Document DE 43 04 342 C1 proposes a process for the manufacture of a fertilizer based on clarification sludge by mixing calcium sulfate. A procedure for obtaining a combination fertilizer by mixing liquid manure and / or excrement with plaster is indicated in DE 41 19 504 A1.

According to DE 44 44 726 C1, a fertilizer is obtained by mixing liquid manure with clay powder and solidifying the obtained mass. In document DE 196 44 613 C2 a pelletized fertilizer from liquid manure is proposed with the use of remains containing CaO from smoke gas purification facilities.

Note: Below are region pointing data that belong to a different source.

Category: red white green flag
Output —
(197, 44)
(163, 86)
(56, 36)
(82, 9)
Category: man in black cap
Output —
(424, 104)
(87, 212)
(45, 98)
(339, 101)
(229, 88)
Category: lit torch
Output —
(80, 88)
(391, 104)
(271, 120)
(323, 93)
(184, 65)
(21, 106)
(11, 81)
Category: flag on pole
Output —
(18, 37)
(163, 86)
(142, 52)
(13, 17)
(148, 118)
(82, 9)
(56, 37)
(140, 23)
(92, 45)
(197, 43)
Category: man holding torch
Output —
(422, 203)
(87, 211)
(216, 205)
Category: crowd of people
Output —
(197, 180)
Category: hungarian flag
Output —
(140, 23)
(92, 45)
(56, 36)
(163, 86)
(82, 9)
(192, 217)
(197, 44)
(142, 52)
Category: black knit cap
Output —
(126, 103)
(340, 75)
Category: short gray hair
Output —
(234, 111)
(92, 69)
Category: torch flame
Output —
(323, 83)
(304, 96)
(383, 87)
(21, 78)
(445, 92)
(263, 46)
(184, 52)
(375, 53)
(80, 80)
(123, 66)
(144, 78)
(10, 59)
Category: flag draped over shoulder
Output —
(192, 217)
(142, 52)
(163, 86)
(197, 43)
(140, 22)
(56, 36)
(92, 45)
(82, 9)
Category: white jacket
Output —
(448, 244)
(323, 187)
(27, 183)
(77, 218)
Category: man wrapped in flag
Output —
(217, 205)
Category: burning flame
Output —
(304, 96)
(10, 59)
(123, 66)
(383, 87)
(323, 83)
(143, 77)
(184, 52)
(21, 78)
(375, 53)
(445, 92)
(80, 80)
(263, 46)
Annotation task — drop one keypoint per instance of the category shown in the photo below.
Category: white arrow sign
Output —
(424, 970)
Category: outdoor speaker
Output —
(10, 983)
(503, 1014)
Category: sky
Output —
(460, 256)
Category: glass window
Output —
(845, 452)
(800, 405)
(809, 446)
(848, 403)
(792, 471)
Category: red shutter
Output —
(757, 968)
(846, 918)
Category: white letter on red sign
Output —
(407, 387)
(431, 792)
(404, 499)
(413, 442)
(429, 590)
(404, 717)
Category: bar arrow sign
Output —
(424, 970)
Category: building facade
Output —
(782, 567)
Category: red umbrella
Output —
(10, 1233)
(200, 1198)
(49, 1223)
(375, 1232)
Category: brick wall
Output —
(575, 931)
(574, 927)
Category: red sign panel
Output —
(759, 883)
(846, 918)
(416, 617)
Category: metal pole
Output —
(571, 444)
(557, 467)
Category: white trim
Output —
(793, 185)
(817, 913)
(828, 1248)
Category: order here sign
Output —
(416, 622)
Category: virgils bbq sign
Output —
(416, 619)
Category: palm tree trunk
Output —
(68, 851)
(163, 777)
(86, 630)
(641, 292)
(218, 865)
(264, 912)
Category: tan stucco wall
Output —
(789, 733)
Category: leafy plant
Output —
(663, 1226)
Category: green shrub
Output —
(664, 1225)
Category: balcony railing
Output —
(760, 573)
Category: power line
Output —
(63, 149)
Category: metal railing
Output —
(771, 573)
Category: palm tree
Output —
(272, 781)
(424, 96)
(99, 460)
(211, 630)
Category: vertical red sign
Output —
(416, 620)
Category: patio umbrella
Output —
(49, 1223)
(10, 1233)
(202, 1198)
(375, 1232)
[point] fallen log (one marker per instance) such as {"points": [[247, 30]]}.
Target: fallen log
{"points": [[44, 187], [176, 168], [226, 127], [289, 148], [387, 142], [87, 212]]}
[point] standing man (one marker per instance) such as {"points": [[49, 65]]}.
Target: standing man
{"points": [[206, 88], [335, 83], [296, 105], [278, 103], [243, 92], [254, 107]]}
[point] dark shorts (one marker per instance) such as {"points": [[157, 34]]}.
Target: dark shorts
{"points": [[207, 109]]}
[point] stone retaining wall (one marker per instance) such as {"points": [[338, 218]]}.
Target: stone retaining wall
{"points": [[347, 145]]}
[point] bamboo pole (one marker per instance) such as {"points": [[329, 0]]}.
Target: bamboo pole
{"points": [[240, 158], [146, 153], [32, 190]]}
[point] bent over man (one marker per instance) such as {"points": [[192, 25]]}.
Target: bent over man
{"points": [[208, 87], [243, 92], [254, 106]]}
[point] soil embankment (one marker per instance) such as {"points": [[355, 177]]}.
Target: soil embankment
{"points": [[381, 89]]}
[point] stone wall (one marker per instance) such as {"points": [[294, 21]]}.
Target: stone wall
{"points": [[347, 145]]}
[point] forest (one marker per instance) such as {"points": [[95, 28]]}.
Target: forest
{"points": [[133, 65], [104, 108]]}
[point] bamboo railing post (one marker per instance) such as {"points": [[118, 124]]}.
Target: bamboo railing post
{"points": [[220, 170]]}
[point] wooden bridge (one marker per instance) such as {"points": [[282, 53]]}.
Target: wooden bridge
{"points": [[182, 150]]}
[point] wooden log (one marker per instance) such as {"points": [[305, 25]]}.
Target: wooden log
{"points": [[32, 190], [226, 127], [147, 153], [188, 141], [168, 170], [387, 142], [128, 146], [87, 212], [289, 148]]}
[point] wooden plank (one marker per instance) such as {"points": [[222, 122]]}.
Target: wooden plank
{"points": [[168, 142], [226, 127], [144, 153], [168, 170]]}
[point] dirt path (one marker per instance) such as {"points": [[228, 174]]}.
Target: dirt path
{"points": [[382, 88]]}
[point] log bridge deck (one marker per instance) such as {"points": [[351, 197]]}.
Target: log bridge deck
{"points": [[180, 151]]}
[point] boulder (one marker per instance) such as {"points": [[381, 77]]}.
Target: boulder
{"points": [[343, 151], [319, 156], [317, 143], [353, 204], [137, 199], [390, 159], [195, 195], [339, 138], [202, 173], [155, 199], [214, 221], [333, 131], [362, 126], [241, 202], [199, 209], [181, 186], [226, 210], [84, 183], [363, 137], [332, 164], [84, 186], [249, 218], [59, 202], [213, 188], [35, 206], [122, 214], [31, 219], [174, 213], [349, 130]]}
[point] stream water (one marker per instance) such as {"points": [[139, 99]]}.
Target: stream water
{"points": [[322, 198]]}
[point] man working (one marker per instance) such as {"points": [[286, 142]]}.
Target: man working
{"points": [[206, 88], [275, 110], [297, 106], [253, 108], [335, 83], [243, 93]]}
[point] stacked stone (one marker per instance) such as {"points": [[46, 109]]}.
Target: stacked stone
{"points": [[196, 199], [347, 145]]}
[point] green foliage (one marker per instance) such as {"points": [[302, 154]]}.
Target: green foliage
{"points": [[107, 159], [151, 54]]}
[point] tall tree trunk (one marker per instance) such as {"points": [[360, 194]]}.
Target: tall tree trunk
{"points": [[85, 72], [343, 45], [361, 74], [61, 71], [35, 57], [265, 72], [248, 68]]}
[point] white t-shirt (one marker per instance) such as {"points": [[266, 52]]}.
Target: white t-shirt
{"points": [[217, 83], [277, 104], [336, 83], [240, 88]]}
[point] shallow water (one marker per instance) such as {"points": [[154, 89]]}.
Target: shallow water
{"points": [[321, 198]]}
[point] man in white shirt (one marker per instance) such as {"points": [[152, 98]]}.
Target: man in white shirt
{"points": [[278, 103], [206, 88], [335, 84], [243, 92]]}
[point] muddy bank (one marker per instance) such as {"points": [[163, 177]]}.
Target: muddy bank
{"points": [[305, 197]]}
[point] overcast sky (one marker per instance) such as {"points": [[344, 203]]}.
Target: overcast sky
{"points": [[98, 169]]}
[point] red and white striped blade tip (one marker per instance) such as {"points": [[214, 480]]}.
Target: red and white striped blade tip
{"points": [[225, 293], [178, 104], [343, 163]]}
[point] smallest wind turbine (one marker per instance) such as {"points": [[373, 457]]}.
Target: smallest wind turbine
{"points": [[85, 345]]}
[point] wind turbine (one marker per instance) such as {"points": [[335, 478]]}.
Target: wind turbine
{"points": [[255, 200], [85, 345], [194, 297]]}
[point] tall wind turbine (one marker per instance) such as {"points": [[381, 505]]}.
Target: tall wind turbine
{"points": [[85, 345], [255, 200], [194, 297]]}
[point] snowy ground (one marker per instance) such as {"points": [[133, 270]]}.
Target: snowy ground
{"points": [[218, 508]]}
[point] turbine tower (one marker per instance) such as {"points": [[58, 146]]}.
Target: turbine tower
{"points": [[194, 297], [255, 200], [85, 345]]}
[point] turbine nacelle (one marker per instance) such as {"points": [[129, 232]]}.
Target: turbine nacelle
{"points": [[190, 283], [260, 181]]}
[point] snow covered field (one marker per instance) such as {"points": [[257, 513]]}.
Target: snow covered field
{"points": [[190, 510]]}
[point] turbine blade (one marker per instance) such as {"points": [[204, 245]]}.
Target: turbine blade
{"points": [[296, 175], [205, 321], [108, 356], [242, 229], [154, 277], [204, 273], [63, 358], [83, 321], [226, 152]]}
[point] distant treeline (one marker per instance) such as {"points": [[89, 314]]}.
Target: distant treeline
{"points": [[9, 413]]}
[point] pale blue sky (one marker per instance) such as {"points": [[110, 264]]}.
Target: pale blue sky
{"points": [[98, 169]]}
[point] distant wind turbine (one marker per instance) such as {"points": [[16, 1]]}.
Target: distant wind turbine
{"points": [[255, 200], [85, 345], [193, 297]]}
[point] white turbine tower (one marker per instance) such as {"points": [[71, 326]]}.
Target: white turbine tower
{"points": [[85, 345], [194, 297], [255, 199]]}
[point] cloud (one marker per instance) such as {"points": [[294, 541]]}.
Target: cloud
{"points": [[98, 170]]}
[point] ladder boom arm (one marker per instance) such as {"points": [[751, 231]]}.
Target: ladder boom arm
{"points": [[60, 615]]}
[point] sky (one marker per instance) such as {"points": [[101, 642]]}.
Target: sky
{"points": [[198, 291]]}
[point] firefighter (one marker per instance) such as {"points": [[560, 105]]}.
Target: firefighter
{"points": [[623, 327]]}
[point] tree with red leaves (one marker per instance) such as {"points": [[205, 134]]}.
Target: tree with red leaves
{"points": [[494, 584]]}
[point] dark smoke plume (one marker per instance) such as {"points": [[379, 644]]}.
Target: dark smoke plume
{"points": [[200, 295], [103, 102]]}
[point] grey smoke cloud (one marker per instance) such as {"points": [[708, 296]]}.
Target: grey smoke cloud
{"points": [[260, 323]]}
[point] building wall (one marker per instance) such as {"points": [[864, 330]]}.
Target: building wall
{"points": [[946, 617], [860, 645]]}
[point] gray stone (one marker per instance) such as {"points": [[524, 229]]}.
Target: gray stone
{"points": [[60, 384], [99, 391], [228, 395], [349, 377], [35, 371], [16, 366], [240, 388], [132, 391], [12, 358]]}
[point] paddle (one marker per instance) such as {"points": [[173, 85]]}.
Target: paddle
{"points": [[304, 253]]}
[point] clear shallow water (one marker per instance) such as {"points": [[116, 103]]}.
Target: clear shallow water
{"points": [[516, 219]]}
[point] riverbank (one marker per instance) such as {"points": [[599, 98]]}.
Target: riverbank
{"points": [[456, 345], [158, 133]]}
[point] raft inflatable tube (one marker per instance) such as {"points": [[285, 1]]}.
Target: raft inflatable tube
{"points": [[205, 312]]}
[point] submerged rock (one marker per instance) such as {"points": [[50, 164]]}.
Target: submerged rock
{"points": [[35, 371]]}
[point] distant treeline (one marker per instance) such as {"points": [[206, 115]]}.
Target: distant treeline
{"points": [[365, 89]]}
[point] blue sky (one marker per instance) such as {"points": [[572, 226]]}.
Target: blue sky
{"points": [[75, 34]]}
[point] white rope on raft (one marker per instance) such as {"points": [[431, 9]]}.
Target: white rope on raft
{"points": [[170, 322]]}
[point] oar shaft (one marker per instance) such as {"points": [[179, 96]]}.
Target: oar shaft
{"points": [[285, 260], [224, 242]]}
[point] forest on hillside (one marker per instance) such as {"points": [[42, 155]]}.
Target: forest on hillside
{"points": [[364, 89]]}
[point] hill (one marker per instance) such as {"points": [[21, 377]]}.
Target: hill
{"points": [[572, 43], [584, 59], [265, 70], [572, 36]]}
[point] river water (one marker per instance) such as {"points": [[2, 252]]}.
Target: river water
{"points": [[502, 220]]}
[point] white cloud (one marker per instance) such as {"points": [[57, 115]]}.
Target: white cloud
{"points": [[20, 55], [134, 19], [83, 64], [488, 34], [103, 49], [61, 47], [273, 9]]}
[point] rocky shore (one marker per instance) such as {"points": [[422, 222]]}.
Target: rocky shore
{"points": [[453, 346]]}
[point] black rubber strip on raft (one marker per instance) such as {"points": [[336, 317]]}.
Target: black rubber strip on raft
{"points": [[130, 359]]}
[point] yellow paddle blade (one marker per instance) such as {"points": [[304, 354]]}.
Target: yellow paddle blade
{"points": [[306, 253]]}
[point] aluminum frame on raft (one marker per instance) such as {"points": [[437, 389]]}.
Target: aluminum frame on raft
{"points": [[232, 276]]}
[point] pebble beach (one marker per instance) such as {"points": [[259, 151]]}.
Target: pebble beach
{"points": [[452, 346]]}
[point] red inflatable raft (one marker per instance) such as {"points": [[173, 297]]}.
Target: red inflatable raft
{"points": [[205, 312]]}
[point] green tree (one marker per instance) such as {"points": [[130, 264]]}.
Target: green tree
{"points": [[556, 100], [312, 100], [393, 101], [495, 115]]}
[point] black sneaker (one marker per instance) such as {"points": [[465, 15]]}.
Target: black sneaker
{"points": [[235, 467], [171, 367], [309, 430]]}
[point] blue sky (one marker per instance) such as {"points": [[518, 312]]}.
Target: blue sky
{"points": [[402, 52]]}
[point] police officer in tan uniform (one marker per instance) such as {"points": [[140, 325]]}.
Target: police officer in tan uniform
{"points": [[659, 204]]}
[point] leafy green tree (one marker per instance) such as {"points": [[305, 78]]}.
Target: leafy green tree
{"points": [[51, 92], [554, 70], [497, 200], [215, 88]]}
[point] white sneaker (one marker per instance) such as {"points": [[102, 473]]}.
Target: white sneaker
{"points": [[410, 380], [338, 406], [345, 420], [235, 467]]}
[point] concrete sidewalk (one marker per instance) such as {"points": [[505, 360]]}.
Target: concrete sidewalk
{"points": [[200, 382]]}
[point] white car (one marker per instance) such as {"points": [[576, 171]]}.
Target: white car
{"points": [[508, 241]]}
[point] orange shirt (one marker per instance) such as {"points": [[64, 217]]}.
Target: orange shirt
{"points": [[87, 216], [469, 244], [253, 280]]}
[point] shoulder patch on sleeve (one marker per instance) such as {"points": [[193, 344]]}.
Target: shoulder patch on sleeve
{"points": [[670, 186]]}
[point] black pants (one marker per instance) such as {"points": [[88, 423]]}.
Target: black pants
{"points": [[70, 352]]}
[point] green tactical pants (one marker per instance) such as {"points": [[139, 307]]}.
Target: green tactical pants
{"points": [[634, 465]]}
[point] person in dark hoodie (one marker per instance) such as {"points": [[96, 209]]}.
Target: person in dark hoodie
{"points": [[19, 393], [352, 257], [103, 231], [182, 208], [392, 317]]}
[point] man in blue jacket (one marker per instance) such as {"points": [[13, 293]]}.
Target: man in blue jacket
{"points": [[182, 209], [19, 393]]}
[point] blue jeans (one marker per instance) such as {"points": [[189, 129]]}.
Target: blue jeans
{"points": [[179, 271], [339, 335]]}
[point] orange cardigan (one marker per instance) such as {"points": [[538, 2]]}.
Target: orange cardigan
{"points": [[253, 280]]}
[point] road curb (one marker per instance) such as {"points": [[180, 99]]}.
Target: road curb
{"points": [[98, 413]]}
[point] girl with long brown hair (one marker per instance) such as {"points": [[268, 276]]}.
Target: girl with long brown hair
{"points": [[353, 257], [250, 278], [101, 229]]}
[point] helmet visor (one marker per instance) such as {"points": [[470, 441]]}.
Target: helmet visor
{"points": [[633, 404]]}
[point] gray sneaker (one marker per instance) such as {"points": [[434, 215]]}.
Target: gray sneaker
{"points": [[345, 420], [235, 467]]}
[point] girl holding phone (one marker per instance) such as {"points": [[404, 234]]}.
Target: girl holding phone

Methods such as DE 40 33 509 A1 are also known, according to which liquid organic fertilizers and hot condensed water are mixed with biogenic substances such as straw and minerals such as gypsum to give a fertilizer that can be spread and then , are subjected to a subsequent heat treatment at a temperature of 70 to 80 ° C.

Document DE 195 47 320 A1 describes a procedure and a device for the generation of high-quality fertilizer free of sterile ammonia from biological waste substances, the fermented material being heated for at least 1 hour at boiling temperature and the ammonia released and other liquid substances being extracted with steam. According to DE 42 43 918 A1, the fermented manure is cooked in a column and the vapors containing ammonia that leave are condensed in a mixing condenser with the formation of ammonia salts.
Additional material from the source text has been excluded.